Asian stocks had mixed responses to the data, opening higher but then largely going flat. Hong Kong and Shanghai retreated Tuesday despite better-than-expected growth figures coming out of Beijing.

“There are two stories here, one backward looking and one forward looking,” Robert Subbaraman, chief economist for Asia excluding Japan at Nomura in Singapore, told Moneycontrol. Related: A Sanctions War Could Cripple U.S. Corporations

“Underneath the stable GDP growth is quite rapid rebalancing from industrial, investment and old economy sectors to consumption, services and new economy sectors like tech. This is encouraging. … The more timely March data, however, point to nascent signs of a growth slowdown underway, led by these old economy sectors," Subbaraman said.

“In practice, growth is almost certainly slower than officials claim and looks to have edged down slightly last quarter. But the big picture is that economic momentum did hold up fairly well in Q1, with the easing of pollution controls sparking a recovery in industrial activity,” Julian Evans-Pritchard of Capital Economics said in comments carried by The Associated Press.
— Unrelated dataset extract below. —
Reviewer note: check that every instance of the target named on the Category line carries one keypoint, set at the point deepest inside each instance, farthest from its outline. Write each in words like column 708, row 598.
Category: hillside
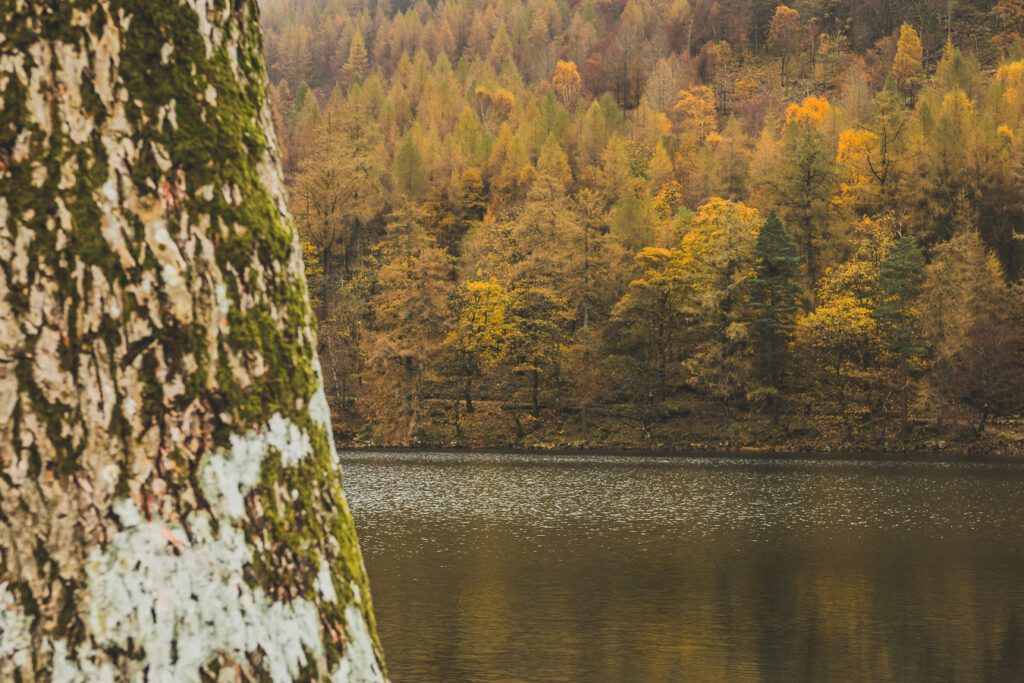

Likewise, speaking to CNN Money, Capital Economics senior China economist Julian Evans-Pritchard, said “We think a further slowdown is on the cards before the end of the year”.

Macquarie’s Larry Hu echoed similar sentiments, calling the Q1 peak of growth in China’s massive export sector and expecting a slowdown in the coming months.

In the meantime, Beijing is shrugging off threats to its growth posed by Trump’s tariff binge, with a government spokesman saying $150 billion in tariff hike threats coming from the U.S. will not derail the $12-trillion-a-year economy.

“China is fully capable of responding to Sino-U.S. trade frictions, responding to challenges and maintaining sustained and health economic development,” National Bureau of Statistics spokesman Xing Zhihong told a news conference.

Related: British Pound Soars To Highest Level Since Brexit

But it’s not only a trade war that has markets acting cautiously: Chinese government efforts to reduce financial system risk and far-reaching policies to close down factories that are being run inefficiently and polluting the atmosphere are also making Asian markets nervous.

Another element subduing responses to China data is transparency, with economists often expressing skepticism over official figures. As Quartz notes, a Chinese governor admitted last year to having inflated GDP figures for years, saying “Officials produce the numbers, and the numbers produce officials.”